A first female head coach or manager in the English men’s professional game would help to “shatter a prejudice”, the chair of Women In Football has said.
League Two club Forest Green said they were preparing to shortlist a female candidate for their top job earlier this year, until it turned out her CV had been sent in without her or her agent’s knowledge.
The League Managers’ Association is one of a number of organisations and individuals who have made pledges in support of WIF’s #GetOnside campaign, and the network’s chair, Ebru Koksal, believes that first appointment would change perceptions.
“I think that would have a significant impact, because of the visibility of the role and having a role model there to aspire to,” she said.
“It would shatter a prejudice and a belief that there cannot be a female head coach for one of these clubs – why not?
“We have an incoming FA chair who is female (Debbie Hewitt), she has had an amazing career, and I really look forward to hopefully interacting with her. I believe she will make a great change to the industry as well. So why not a female head coach?”
Koksal said one factor which might delay that first appointment is the continued success of the women’s professional game in England.
The first weekend of the Barclays Women’s Super League season attracted 1.5million viewers watching the live games on Sky Sports and the BBC.
“A number of coaches will feel it’s worth staying with it, and riding that big wave as well,” Koksal said.
A WIF members survey last month found almost four in five (78 per cent) would like to see more gender diverse representation on boards at clubs and other bodies.

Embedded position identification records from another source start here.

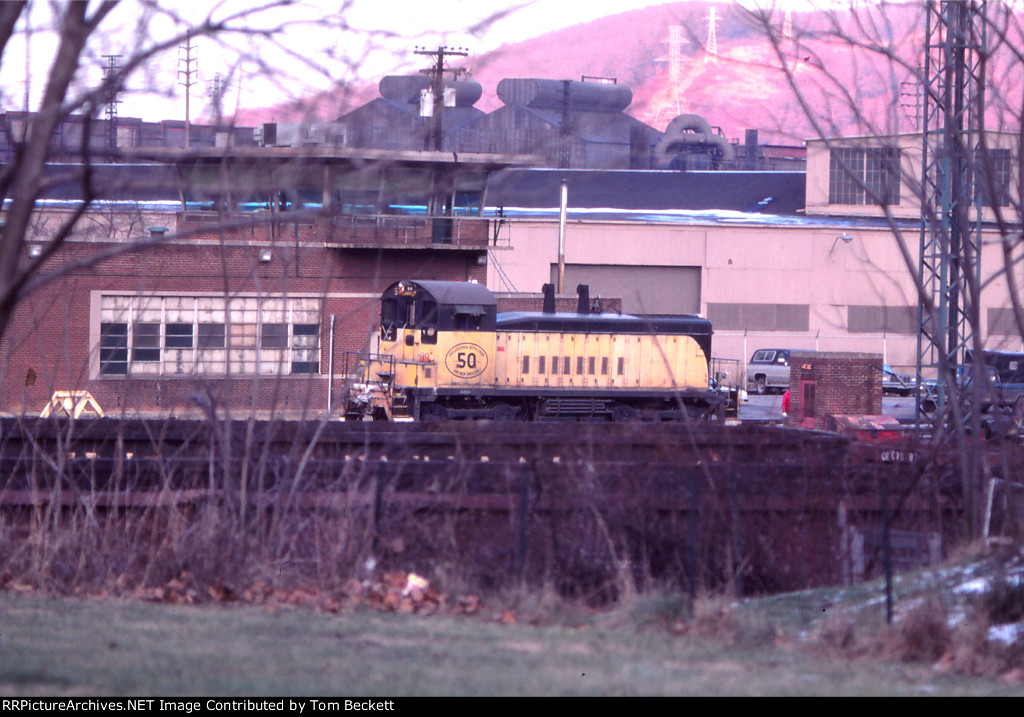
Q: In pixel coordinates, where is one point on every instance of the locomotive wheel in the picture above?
(621, 413)
(1019, 414)
(432, 413)
(504, 412)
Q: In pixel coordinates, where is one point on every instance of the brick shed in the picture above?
(823, 384)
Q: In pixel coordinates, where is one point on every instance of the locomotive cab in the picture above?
(444, 352)
(434, 337)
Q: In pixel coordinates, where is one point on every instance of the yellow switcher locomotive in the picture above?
(444, 352)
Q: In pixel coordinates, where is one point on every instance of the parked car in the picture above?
(897, 384)
(768, 371)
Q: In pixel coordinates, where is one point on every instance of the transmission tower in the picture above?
(187, 72)
(111, 83)
(712, 54)
(671, 102)
(950, 222)
(950, 232)
(217, 98)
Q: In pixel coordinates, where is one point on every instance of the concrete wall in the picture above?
(857, 295)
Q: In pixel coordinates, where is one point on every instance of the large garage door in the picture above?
(642, 289)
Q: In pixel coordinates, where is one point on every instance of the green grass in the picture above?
(52, 646)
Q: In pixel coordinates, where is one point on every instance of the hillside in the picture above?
(844, 85)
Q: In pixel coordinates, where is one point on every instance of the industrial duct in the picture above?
(407, 88)
(556, 94)
(688, 131)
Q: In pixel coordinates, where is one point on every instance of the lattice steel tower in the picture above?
(950, 228)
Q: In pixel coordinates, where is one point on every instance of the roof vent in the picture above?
(583, 303)
(549, 298)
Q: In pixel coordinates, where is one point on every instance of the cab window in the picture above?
(428, 321)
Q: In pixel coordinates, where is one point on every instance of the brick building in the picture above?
(236, 310)
(823, 384)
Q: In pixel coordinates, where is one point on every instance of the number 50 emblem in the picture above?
(466, 361)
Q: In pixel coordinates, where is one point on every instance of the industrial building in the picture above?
(246, 285)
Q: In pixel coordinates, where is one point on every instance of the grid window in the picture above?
(145, 342)
(273, 336)
(114, 348)
(178, 336)
(211, 336)
(864, 175)
(993, 177)
(185, 335)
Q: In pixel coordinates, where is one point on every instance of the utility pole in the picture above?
(186, 78)
(436, 103)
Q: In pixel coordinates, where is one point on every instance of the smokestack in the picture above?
(549, 298)
(583, 304)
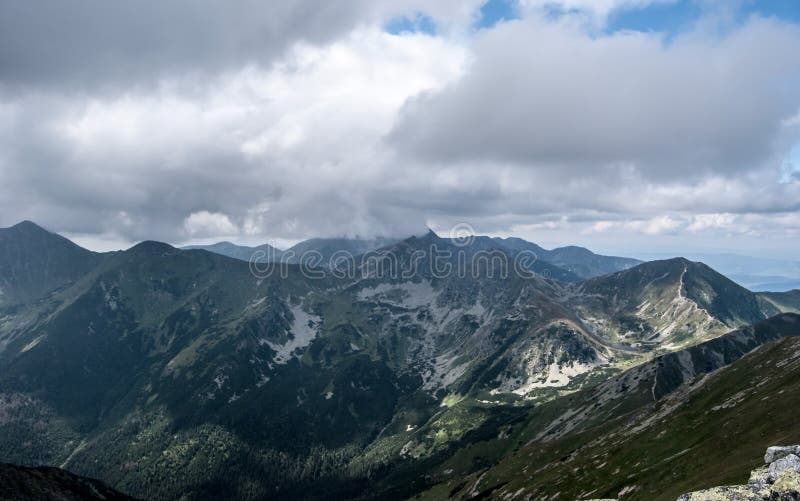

Koksal said figures from world governing body FIFA put female board representation at national association board and committee level at around 10 to 12 per cent globally.
“It’s actually about diversity of thought,” Koksal said when discussing the importance of striving for equality in the boardroom.
“Time and again, the experience is that if everybody is thinking alike because they’re part of an inner circle, there are so many blind spots. Having that diverse person on the board will allow for better debate and a higher quality of decision-making which will hopefully be in the interest of everybody in the organisation.
“For people with diverse characteristics, once you see a role model there at the decision-making table, then there is more of a desire and a push from the ranks to move up. It just helps to build a stronger pipeline.”
Koksal highlighted her own recent experience with the Professional Footballers’ Association, where she is now a non-executive director.
She said that after an approach from an executive search firm last year to be part of an independent advisory panel to oversee the recruitment of the union’s new chief executive, she took a look at the union’s website: “(There were) no senior women, no women on their boards.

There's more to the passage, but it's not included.